Craiga 01453 (08-24-2018)

----------


## rlditmars

Sorry for your loss friend.

----------

Craiga 01453 (08-24-2018)

----------


## hilabeans

Hugs Craig.  Very sorry for the loss of your sweet friend.

----------


## Craiga 01453

Thanks all.

----------

_tttaylorrr_ (08-25-2018)

----------


## BR8080

Sorry to hear - the loss of a pet is tough.

----------

Craiga 01453 (08-25-2018)

----------


## Craiga 01453

> Sorry to hear about your loss craig! What size tank do that need as adults? A 55?
> 
> edit: spelling


I recommend at least a 75 gallon. The width and height of a 55 is fine, but the 12" depth really is too narrow. 
My two others are adults in a 75 and doing well.

----------


## MissterDog

I'm so sorry Craig! Jax seemed like he was such a personable little guy! Rest in peace sweet Jax

----------

Craiga 01453 (08-25-2018)

----------


## C.Marie

My heart breaks for you and your girlfriend it's the worse part of pets is the hole in your heart when they leave, I know you did everything you could to take care of your precious friend . Just keep swimming sweet little Jax in that big fish bowl in the sky. ~healing hugs from across the miles ~

----------

Craiga 01453 (08-26-2018)

----------


## PiperPython

Really sorry for your loss. Whenever someone or something passes, I always wonder why we inflict this pain upon ourselves. But it's because the many years of love and excitement are what get us through the tougher times.

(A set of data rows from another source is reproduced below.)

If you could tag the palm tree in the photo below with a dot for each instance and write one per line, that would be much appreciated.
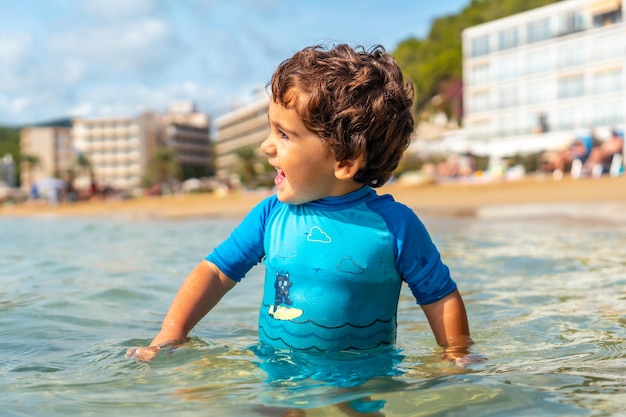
(84, 166)
(30, 163)
(163, 166)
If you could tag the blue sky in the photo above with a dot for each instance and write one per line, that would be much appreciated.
(62, 58)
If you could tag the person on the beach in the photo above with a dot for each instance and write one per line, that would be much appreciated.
(335, 252)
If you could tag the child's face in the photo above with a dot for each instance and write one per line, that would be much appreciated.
(305, 166)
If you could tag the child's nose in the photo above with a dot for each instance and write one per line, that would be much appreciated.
(267, 147)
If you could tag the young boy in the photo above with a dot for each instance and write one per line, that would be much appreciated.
(335, 252)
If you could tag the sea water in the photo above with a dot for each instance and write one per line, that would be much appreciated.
(545, 297)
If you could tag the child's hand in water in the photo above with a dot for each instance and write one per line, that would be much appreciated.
(142, 353)
(147, 353)
(458, 353)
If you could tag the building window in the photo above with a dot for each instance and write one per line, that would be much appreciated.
(480, 45)
(481, 130)
(607, 82)
(539, 92)
(571, 54)
(570, 22)
(479, 102)
(479, 74)
(509, 67)
(508, 97)
(538, 31)
(572, 118)
(508, 39)
(538, 61)
(608, 114)
(609, 46)
(570, 87)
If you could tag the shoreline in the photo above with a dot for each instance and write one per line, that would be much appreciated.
(598, 198)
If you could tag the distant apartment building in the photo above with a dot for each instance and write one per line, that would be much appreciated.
(46, 152)
(242, 129)
(7, 171)
(118, 149)
(535, 80)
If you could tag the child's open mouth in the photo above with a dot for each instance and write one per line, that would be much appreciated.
(280, 177)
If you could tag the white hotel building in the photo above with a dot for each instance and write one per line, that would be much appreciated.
(536, 80)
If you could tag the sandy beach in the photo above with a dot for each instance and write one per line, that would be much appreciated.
(602, 198)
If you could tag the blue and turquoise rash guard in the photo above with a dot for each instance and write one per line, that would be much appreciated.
(334, 268)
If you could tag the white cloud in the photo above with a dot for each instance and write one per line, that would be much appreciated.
(137, 45)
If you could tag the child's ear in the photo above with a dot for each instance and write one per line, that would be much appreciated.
(347, 168)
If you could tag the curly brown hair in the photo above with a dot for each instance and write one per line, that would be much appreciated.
(356, 100)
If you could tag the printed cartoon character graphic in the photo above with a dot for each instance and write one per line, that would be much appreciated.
(282, 286)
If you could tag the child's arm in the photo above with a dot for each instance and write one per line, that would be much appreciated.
(200, 292)
(448, 321)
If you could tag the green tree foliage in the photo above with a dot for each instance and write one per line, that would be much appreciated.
(435, 64)
(10, 142)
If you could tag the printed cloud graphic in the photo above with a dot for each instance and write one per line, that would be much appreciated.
(348, 265)
(316, 234)
(286, 251)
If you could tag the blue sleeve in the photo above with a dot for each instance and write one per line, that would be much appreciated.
(243, 249)
(417, 259)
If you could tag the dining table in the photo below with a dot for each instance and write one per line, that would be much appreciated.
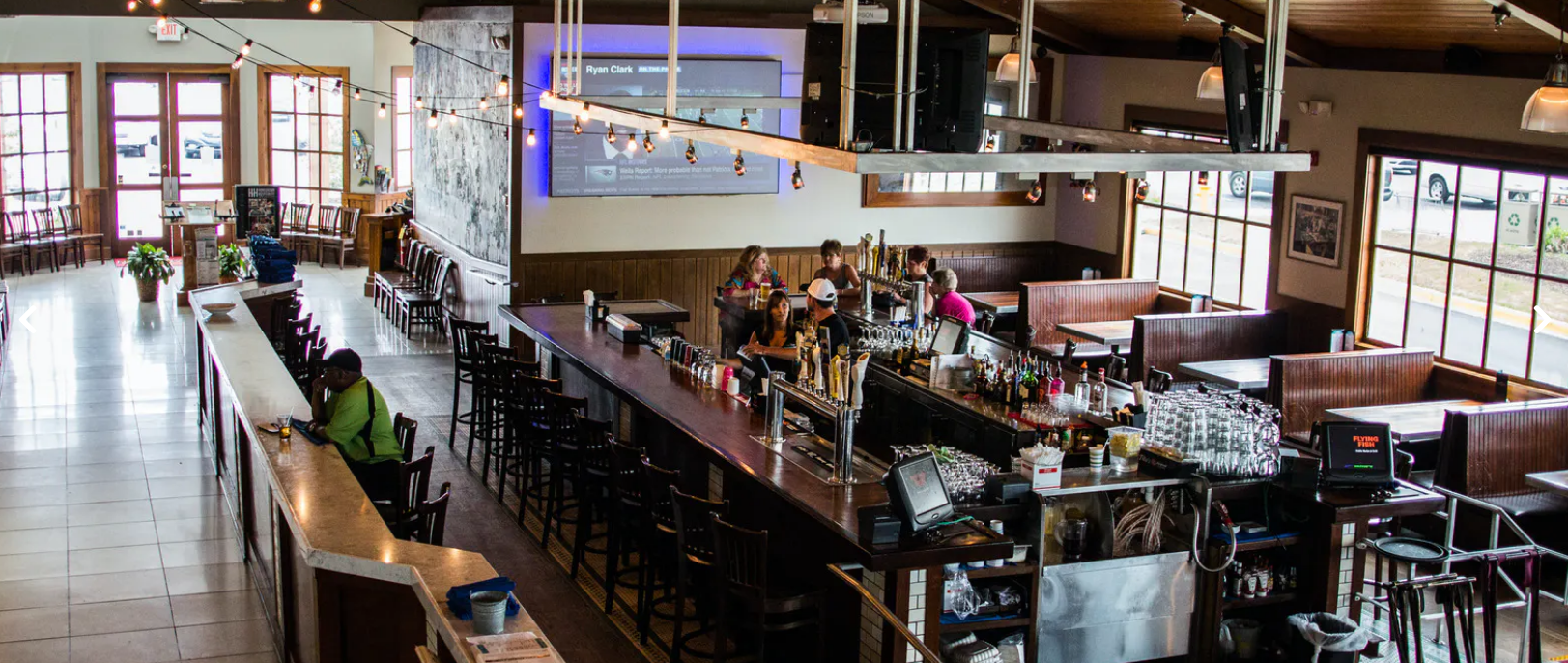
(1409, 422)
(1238, 373)
(1102, 332)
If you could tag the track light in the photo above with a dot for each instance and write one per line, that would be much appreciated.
(1035, 191)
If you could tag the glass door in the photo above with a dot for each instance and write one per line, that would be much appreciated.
(166, 126)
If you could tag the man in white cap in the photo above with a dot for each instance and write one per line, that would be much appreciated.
(822, 300)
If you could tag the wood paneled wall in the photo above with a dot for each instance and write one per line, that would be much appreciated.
(1305, 386)
(689, 277)
(1168, 340)
(1043, 304)
(1487, 453)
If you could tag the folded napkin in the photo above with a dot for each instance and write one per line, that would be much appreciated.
(458, 596)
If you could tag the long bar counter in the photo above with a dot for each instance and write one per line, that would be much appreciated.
(336, 584)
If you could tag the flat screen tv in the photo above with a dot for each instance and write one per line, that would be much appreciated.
(949, 107)
(588, 166)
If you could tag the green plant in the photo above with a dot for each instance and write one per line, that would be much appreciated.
(231, 261)
(148, 262)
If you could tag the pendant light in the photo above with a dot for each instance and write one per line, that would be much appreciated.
(1212, 82)
(1009, 68)
(1547, 111)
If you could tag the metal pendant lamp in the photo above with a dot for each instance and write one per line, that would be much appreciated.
(1547, 111)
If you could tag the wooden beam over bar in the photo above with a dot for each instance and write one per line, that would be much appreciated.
(1098, 136)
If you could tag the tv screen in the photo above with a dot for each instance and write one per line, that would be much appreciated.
(588, 166)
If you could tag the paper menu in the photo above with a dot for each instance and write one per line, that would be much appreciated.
(511, 648)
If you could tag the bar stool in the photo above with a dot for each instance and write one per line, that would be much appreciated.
(465, 335)
(742, 580)
(694, 567)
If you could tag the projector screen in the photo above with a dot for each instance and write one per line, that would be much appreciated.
(588, 166)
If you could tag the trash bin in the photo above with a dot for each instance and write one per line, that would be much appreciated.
(1326, 638)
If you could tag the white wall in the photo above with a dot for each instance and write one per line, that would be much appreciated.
(830, 206)
(365, 49)
(1097, 91)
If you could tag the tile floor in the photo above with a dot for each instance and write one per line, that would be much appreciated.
(113, 542)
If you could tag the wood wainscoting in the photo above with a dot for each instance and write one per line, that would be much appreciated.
(687, 277)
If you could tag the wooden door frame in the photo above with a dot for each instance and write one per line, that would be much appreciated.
(105, 118)
(264, 121)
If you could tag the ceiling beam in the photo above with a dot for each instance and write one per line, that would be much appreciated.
(1072, 38)
(1250, 25)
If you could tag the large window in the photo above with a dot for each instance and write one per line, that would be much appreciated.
(402, 128)
(37, 138)
(304, 135)
(1469, 259)
(1203, 232)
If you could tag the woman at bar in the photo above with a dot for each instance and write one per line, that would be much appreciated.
(946, 298)
(833, 269)
(777, 335)
(752, 273)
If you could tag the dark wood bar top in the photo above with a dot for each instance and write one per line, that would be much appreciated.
(725, 426)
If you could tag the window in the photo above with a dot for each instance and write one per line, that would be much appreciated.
(1203, 232)
(38, 135)
(1469, 259)
(303, 140)
(402, 128)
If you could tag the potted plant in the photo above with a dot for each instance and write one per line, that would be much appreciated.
(148, 265)
(231, 264)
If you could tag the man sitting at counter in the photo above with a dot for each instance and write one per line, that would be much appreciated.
(356, 418)
(948, 302)
(822, 302)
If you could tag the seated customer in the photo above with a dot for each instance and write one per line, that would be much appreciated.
(948, 302)
(833, 269)
(752, 273)
(822, 300)
(356, 418)
(777, 335)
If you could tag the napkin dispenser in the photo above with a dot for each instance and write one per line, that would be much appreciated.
(624, 330)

I'm not sure if it's insensitive to ask to see a picture of him, if you have one, but photos help make the experience a little more real for us, too.

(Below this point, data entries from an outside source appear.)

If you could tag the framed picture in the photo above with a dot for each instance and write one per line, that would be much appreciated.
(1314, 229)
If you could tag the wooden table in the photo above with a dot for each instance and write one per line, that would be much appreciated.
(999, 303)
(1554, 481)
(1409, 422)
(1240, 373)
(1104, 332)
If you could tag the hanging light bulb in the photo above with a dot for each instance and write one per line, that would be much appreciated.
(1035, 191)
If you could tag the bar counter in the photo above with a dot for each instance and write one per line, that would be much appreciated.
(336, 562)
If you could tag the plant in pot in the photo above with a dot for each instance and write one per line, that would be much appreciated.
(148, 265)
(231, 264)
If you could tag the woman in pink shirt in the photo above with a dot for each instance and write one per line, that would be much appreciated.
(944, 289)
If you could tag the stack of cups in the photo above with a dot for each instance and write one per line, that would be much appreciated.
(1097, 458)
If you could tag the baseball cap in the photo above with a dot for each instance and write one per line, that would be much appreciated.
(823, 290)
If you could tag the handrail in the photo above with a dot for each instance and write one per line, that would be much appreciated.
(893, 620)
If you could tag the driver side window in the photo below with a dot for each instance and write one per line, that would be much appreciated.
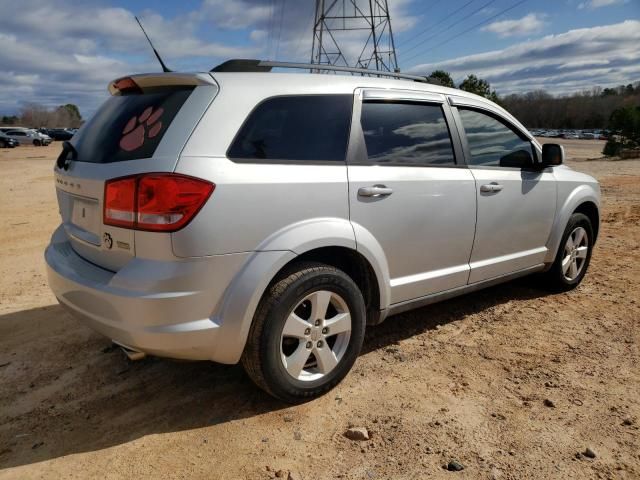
(492, 143)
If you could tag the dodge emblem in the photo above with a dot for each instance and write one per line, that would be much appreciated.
(107, 240)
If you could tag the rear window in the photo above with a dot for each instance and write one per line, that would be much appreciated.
(296, 128)
(128, 127)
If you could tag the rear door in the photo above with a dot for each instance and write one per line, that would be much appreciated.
(516, 203)
(137, 131)
(409, 188)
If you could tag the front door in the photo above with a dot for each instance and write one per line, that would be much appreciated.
(409, 189)
(516, 203)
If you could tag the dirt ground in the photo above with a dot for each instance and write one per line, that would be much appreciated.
(512, 382)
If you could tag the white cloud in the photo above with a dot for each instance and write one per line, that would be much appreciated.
(531, 23)
(572, 61)
(599, 3)
(64, 51)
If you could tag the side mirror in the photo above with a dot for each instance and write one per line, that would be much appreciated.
(552, 155)
(517, 159)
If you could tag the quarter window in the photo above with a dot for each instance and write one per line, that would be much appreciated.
(492, 143)
(298, 128)
(406, 134)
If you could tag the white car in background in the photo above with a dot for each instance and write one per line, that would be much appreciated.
(27, 136)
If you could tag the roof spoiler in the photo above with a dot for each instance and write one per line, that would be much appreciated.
(240, 65)
(150, 80)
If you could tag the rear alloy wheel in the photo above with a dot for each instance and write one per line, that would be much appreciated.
(315, 336)
(306, 334)
(574, 255)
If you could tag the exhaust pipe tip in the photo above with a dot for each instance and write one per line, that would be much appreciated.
(131, 353)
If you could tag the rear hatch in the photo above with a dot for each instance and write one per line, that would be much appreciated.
(141, 128)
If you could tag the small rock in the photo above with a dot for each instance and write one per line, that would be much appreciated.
(357, 433)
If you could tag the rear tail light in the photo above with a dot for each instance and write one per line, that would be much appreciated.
(158, 202)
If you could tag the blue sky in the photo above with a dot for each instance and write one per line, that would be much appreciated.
(66, 51)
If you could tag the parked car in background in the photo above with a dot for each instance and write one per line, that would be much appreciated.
(270, 218)
(27, 136)
(60, 134)
(7, 142)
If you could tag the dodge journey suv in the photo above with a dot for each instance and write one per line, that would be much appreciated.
(269, 218)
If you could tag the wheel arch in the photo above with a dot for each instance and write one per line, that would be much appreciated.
(326, 240)
(590, 209)
(583, 199)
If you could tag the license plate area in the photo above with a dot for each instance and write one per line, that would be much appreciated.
(84, 221)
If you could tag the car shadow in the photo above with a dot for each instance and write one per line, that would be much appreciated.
(67, 390)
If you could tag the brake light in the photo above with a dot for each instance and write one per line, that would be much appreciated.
(158, 202)
(124, 85)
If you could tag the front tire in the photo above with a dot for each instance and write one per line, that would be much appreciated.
(574, 255)
(306, 334)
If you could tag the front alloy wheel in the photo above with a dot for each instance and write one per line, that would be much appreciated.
(573, 256)
(575, 253)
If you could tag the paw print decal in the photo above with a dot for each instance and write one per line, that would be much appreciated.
(139, 129)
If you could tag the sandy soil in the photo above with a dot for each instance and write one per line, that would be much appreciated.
(512, 382)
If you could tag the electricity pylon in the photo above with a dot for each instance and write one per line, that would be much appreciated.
(342, 25)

Keep your head up. Rest In Peace Jax

----------

C.Marie (08-26-2018),Craiga 01453 (08-26-2018)

----------


## Craiga 01453

Thanks all. It was a busy past few days with work and a wedding, but today we are burying Jax and saying a few words. I'm sitting here typing and getting teary eyed (perfect timing after replying to @redshepherd thread about men and machismo, hahaha).

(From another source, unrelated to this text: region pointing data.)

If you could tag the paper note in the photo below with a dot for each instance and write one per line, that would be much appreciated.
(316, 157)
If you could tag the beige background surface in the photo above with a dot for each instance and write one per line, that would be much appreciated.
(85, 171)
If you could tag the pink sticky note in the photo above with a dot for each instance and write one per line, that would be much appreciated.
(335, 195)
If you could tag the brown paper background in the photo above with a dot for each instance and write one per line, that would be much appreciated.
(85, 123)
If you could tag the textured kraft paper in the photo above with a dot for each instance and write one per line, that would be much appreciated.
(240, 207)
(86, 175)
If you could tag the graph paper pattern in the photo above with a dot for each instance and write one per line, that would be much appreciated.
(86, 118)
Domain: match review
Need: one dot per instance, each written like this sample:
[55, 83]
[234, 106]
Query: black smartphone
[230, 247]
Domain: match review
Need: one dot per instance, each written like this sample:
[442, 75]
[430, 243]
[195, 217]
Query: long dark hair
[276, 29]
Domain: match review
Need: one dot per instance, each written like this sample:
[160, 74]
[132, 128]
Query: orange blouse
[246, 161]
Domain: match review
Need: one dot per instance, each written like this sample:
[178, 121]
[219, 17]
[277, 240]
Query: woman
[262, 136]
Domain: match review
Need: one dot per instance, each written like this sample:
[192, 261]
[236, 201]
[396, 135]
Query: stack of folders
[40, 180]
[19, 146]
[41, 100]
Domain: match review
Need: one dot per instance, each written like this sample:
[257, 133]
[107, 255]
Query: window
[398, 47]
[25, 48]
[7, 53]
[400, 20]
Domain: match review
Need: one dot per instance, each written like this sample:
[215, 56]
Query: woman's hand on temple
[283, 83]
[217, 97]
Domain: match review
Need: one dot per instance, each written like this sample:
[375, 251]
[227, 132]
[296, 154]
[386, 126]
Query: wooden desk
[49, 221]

Yes, losing our animals hurts. It sucks, quite frankly. But it's important to remember the moments of joy they bring to our lives on a daily basis. And to remember that we gave them good lives. I will miss Jax always, but I know he's in fishy heaven and I gave him a good life while he was here.

----------

*Bogertophis* (08-26-2018),C.Marie (08-26-2018),_tttaylorrr_ (08-26-2018)

----------


## Craiga 01453

> Really sorry for your loss. Whenever someone or something passes, I always wonder why we inflict this pain upon ourselves. But it's because the many years of love and excitement are what get us through the tougher times.
> 
> I'm not sure if it's insensitive to ask to see a picture of him, if you have one, but photos help make the experience a little more real for us, too.
> 
> Keep your head up. Rest In Peace Jax


Thank you. Unfortunately, I really don't have many pictures of Jax. The few I do have are from his first few months with me when he was tiny. And those (along with tons of snake pics and pics of my niece) are stuck in a flash drive that I can't get to work. My laptop crapped the bed a while ago, so I haven't tried in a while either.

----------


## Ax01

RIP Jax and long live sobriety to u Craig. he sounded like a tough lil guy - survived his illnesses, that power outage but his time eventually came. glad he brought joy to your home and taught others about fish.

 :Hug:

----------

Craiga 01453 (09-05-2018)

----------


## AnnieHeart

So sorry for your lost Craig! :Sad:

----------


## Craiga 01453

> RIP Jax and long live sobriety to u Craig. he sounded like a tough lil guy - survived his illnesses, that power outage but his time eventually came. glad he brought joy to your home and taught others about fish.


Thanks, my man. 




> So sorry for your lost Craig!


Thank you.

----------